Metin Kale, Kılıçdaroğlu Oslo görüşmeleri için “Silah bıraktıracaksa görüşmeler devam etmeli “ buyuruyor. Bu gidişle parti tabanında bu saçmalıkları takip edecek takat kalmayacak. Partiyi bir an önce kurtarmak gerekir” diyor.
Metin Üstündağ, Kılıçdaroğlu’nun, “Silah bıraktırılacaksa, bu tür görüşmeler yapılabilir. ...Oslo türü görüşmelerde, öncesinde veya sonrasında eğer bize bilgi verilseydi, muhalefet bilgilendirilseydi daha doğru olurdu. Bu tür süreçler hakkında muhalefete de bilgi verilmeli” şeklindeki sözlerinden hiçbir şey anlaşılmadığını dile getiriyor.
Yetmedi CHP’de bazıları, açık veya kapalı olarak etnik ayırımı ve mezhep ayrımını parti tabanında kendi siyasetleri için kullanıyorlar. Söz gelimi, İstanbul Büyükşehir için parti tabanında bu konu üstüne hesap yapanlar için yaygın söylenti var. Oysa ki CHP, YCHP oluncaya kadar hiçbir şekilde böyle bir ayırım içinde olmamıştır.

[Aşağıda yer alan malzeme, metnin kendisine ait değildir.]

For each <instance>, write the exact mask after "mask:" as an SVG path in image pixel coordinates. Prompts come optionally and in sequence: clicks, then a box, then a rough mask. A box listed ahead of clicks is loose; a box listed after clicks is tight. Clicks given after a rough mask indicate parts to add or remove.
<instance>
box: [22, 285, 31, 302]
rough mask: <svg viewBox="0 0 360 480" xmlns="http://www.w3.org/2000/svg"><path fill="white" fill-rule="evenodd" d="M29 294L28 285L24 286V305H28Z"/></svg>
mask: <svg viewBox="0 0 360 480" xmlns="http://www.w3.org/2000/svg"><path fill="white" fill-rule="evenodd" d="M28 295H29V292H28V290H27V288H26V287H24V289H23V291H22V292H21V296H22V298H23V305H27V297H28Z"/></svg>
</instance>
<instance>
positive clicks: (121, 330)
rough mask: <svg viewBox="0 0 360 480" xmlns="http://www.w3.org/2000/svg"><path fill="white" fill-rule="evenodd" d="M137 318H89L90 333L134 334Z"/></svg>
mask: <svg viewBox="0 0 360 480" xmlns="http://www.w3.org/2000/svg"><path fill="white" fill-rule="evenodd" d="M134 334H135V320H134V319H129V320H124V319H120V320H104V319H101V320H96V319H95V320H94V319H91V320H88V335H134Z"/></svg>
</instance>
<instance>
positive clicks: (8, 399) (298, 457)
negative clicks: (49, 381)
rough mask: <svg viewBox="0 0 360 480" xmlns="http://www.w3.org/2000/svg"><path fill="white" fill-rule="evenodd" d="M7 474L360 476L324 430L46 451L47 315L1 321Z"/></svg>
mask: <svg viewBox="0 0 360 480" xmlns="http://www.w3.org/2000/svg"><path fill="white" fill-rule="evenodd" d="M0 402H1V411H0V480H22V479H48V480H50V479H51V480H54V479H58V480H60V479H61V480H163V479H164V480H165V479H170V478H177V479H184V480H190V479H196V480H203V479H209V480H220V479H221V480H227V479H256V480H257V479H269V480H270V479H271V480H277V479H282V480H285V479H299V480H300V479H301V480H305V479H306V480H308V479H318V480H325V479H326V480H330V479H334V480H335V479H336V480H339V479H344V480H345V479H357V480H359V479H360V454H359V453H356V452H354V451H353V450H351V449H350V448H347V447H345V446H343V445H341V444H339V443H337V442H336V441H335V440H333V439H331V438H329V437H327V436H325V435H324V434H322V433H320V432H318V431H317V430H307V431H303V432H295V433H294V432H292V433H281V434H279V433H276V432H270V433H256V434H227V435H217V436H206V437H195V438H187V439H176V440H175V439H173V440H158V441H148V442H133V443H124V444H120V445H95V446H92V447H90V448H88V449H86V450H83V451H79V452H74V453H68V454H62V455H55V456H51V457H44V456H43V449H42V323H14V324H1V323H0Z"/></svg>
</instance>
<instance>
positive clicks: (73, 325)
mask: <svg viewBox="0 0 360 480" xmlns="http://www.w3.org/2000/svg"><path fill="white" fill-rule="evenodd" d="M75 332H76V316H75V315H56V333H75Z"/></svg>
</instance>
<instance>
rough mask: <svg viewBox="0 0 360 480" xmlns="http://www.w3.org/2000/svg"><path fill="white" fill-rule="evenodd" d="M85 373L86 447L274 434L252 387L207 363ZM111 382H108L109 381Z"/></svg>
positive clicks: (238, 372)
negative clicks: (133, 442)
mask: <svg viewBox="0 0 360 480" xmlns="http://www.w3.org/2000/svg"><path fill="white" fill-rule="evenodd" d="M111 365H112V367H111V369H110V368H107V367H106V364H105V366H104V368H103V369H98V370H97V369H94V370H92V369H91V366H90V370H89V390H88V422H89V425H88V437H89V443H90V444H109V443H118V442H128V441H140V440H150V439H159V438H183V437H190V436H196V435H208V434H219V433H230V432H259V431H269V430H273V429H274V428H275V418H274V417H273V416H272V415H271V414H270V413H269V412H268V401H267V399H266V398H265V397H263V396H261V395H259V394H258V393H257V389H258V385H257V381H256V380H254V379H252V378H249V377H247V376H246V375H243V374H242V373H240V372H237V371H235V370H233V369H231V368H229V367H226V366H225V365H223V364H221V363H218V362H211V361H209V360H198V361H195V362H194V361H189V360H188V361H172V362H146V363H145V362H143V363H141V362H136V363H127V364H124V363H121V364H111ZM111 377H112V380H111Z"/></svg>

Sonuç olarak Kılıçdaroğlu’nun partiye zararlı olduğu artık iyice ortaya çıktı. Partiye hakim olamıyor. Genel izlenim, “emanet gibi duruyor...” Bu nedenle eskiden olduğu gibi artık kimse “Mahalli seçimlere kadar parti içinde hizip yaratmayalım, partiye zarar vermeyelim” demiyor. Yahut böyle diyenler azınlıkta kaldı. Herkes, “Kılıçdaroğlu ile parti her geçen gün eriyor. Bu nedenle bir an önce CHP kendine dönmelidir” diyor.